After a year, Cotton's muse disappeared as suddenly as she'd appeared. Cotton's painting style changed again. His work became dark and sinister. The cheerful vibrancy of the muse period was gone forever, replaced by the undertone of menace that haunted Cotton's work until his death by suicide, in 1928.
    I turned the pages, staring down at grim, grainy-looking paintings, all grays and blacks and blues, with strange swirling shapes that reminded me of ships lost at sea. In some of the paintings there was a little face of a man down in the right-hand corner, with a creepy, unpleasant smile. I wondered if that was what Fitzgerald Cotton had looked like. I wasn't sure what "undertone of menace" meant, but I sure didn't like Cotton's later work.
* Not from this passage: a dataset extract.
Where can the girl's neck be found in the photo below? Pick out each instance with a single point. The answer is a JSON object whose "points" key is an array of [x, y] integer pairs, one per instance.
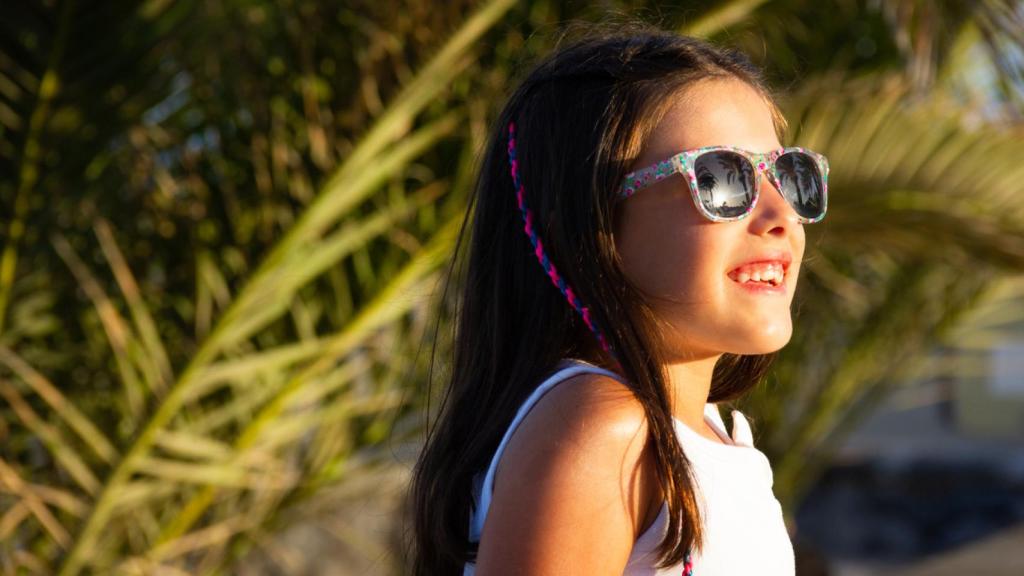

    Then the door to my bedroom crashed open, hitting the wall, and Mom stood there, cheeks red and eyes blazing. I edged toward the wall, suddenly understanding "undertone of menace" perfectly. If Mom hadn't already taken my phone away, I might have grabbed it and dialled 9-1-1.
    Mom approached the bed. She slapped her hand down hard on the book like she wished it were
me
she was hitting. Her voice came out tight and controlled and icy. I'd never seen her so mad in my whole life—not even when I spilled my Coke all over my computer once and wrecked the whole thing. But there was something else, too, besides mad.
    "I told you this is
my
book. I told you not to touch it." Her voice squeaked a little at the end, and I saw that behind her icy anger, she was so scared she was shaking. Her fear made me remember this was my
mom,
not some crazy witch, no matter how weird she was acting.
    So I took a deep breath, like Ashleigh always tells me to when Crystal's bugging me. "Mom," I said quietly. "Tell me about the pictures."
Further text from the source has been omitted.